U.S. homeowners insurance has remained a growth engine within the otherwise highly saturated U.S. re/insurance markets, with premiums expected to reach $93 billion in 2017, according to Aon’s Homeowner’s ROE Outlook report.
This represents a $2 billion growth in premiums from 2016, and shows rate of market growth has been stable since 2015, despite a decreasing return on equity (RoE) for insurers.
“Given the year-on-year increase in premiums, US homeowners’ insurance can be considered a growth engine within the industry,” said Greg Heerde, Head of Americas Analytics for Aon Benfield.
Prospective 2017 after-tax RoE for U.S. homeowners’ business was 4.5% on a countrywide average, down from 2016’s 6.7%, and 9.1% excluding the state of Florida.
However, the top 20 U.S. homeowners’ insurers saw an average rate increase of 3% over an 18 month period up to the end ofAugust 2017, the highest average rate increase was 7% experienced in Texas and North Carolina.
Florida insurers’ rates grew by 5% during the period, however the report notes that this increase will likely not be significant enough to maintain current RoE levels as the state’s carriers face growing costs from benefits and claims adjustments.

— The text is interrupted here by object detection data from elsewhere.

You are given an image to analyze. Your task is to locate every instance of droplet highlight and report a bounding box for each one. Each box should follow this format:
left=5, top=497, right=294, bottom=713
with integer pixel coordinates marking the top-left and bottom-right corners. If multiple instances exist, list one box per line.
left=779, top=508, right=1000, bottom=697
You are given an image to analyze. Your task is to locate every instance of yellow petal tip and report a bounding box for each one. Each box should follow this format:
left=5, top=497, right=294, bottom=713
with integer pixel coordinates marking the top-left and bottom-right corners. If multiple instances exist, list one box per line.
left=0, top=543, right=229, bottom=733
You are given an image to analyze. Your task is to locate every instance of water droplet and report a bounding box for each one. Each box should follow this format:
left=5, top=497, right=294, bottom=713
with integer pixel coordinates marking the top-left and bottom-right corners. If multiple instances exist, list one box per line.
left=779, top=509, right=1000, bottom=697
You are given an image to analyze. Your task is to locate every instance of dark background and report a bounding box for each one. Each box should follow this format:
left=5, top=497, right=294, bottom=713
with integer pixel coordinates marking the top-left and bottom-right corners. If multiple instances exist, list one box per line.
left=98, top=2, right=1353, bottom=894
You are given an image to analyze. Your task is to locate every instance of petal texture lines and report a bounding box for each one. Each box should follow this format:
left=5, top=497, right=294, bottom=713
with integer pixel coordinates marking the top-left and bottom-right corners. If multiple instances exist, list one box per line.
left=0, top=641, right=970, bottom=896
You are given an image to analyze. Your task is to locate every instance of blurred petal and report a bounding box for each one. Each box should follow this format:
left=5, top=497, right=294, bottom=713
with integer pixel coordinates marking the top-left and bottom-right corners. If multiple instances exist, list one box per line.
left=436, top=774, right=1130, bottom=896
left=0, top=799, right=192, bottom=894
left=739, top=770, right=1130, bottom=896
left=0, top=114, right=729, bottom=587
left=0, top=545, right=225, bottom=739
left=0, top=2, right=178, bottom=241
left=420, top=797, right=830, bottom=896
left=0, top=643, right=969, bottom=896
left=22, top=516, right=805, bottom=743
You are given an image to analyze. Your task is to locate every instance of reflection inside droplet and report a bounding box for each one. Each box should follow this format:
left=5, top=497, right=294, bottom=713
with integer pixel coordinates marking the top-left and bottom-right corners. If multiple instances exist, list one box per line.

Heerde commented that at this point it’s difficult to say “whether insurers’ approved rate increases will be sufficient to match their loss and expense inflationary pressures of the future.”
Challenges to the RoE projections include a slowdown in insurers’ rate increases against a backdrop of loss and expense inflation, and an increased A.M. Best capital charge resulting from insurers’ premium and exposure growth, which is currently being offset by reduced reinsurance costs.
For reinsurers, rating agency Standard & Poor’s (S&P) recently said third-quarter 2017 catastrophe losses are likely to erode the sector’s earnings and become a capital event for the space, resulting in rate increases of up to 5% at 1/1.
The series of powerful hurricanes that struck the U.S. East Coast in Q3 are expected to lead to price increases in Florida and other areas that have been heavily impacted with high insured loss levels, potentially leading to rate increases not just amongst U.S. homeowner insurers, but for reinsurers across multiple lines of business.
And although Q3 losses will be a capital event for some firms, with the abundance of excess capital floating in the global market competing to fill any increase in demand, the 2017 losses are not expected to be significant enough to have a material, long-lasting impact on global reinsurance rates.